Low cost computing for emerging communities

While many people have been working on the technical challenges of providing low cost computing to emerging communities, a couple of months back I had proposed a different and related challenge to my immediate friends and free software professionals from several organizations. This challenge was not based on how to deliver ever lower cost physical computing, but rather why and how such solutions can and should be delivered through free software. Further, in the project outline I started and others have helped with, I choose to focus on and challenge others to consider how we can make such technology serve communities, not just in traditional roles, but as vehicles for distance education, for enabling cultural participation, for entertainment, for global economic participation, for enabling digital libraries and shared forms of learning, for enabling communities to share and fully enjoy free culture and free knowledge.
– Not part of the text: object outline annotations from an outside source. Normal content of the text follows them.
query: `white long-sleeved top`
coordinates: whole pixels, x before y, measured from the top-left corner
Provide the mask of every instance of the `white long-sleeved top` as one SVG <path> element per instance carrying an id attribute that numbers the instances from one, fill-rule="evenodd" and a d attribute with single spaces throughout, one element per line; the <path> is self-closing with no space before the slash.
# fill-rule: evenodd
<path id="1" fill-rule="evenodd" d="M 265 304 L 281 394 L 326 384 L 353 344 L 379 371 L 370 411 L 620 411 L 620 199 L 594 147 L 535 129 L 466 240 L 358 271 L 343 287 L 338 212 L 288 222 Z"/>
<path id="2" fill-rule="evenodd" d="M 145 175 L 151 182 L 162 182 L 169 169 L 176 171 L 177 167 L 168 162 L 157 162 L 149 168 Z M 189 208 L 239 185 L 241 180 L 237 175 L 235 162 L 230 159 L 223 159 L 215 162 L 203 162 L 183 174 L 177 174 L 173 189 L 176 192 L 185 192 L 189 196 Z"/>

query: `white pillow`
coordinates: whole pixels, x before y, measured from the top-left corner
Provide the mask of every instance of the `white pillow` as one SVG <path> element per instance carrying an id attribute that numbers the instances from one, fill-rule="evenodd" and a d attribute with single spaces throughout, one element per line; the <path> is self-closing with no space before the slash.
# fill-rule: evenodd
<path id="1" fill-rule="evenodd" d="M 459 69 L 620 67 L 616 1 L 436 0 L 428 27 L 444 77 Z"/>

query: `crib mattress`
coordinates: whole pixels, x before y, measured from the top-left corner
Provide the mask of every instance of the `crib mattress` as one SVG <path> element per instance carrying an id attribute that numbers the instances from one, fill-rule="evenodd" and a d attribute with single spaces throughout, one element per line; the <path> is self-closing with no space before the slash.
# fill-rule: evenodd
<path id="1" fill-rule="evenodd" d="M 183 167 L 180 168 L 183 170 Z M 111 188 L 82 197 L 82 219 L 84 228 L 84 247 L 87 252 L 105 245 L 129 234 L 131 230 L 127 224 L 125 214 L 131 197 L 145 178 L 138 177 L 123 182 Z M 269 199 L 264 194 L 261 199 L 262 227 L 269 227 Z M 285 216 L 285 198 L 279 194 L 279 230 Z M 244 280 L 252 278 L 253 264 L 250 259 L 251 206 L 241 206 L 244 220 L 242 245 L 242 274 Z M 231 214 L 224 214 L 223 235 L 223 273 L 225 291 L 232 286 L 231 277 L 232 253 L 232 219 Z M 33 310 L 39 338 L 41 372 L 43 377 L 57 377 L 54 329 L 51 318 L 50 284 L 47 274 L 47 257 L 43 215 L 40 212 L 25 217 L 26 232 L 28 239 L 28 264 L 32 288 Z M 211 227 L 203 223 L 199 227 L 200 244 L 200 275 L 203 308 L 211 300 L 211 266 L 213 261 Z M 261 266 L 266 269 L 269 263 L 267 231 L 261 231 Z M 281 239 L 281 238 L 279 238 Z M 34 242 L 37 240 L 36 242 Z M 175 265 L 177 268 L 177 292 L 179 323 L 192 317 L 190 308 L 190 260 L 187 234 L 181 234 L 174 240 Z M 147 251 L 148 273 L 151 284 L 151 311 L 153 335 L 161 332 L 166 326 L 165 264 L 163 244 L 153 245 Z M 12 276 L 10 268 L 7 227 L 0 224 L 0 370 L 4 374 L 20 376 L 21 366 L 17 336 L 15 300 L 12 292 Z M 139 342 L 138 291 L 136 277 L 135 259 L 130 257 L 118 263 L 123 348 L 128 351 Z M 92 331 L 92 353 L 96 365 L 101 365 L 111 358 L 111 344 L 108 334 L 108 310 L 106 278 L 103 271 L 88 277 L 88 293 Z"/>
This ideal was embodied and expressed in my outline within the model of the Hipatia community telecenter project.

I was happy to see this project taken up by groups outside of the free software community, including places as diverse as the Chela which focuses on technical arts and digital culture in Latin America, and a soon to be initiated pilot project in India. However, I also do have a great deal of respect for those who have chosen different approaches or to focus on other aspects and issues facing emerging communities to try and achieve many of the same goals.

Perhaps the best known such project is the MIT Media Labs $100 One Laptop Per Child program. There are others who have looked into this issue from an honest perspective as well. Even in our telecenter project and ideas, we have found it possible to collaborate with those who have different ideas and goals, but understand and are truly interested in serving the needs of emerging communities. There are several others who have ideas for hardware in this area, and while I will not pre-announce anyone else's projects, I will say that there are likely to be many different groups involved in such efforts in the very near future.

All of those I have spoken with or met, or am aware of being interested in the question of emerging communities, even some who are less focused on software freedom, have also chosen to understand the actual communities involved, and work within their real needs, even when considering very different approaches, with one notable exception. All have also been open to cooperation in their respective areas, again with one notable exception that seems determined to sabotage such efforts unless they are done that one companies way.

This one exception chooses to engage in a deliberate disinformation campaign both in public and in private conversations with national governments to sabotage the efforts of others. At the same time, this organization chooses to promote it's own idea divorced from the actual needs of emerging communities and focused purely on their own vision on how to turn such communities into consumers of other people's products. Rather than empowering emerging communities, this organization chooses to sell deliberately crippled versions of their current products and otherwise offers completely ineffective solutions while actively sabotaging the efforts of others.

A perfect example is Mr. Gates idea of using cell phones as a means to deliver pre-packaged services developed in and licensed by Microsoft in a restricted fashion by telecom carriers, and hooking them up to television sets. This Microsoft suggests is somehow a "better" solution than the $100 One Laptop per Child project that they try to sabotage, for addressing the "needs" of students in poor communities. Given that these actual needs the $100 laptop had to address included students carrying such machines to and from school, I have to wonder if Microsoft also advocates students carry television sets from their homes each school day.

I envision the use of computer technology for emerging communities as a means to enable them to participate in world culture, and in enabling new educational and economic opportunities where they did not exist before. Unfortunately, it seems Microsoft, alone, sees such communities as places where they can squeeze the last dollar from the world's poor. And so they sabotage others, to meet their own selfish objectives. Some may call it things like anti-trust, or illegal business practices, or even, as suggested by Sergio Amadeu from Brasil, "drug dealer" business practices. I see it simply as the result of a fully selfish organization lead by very selfish individuals.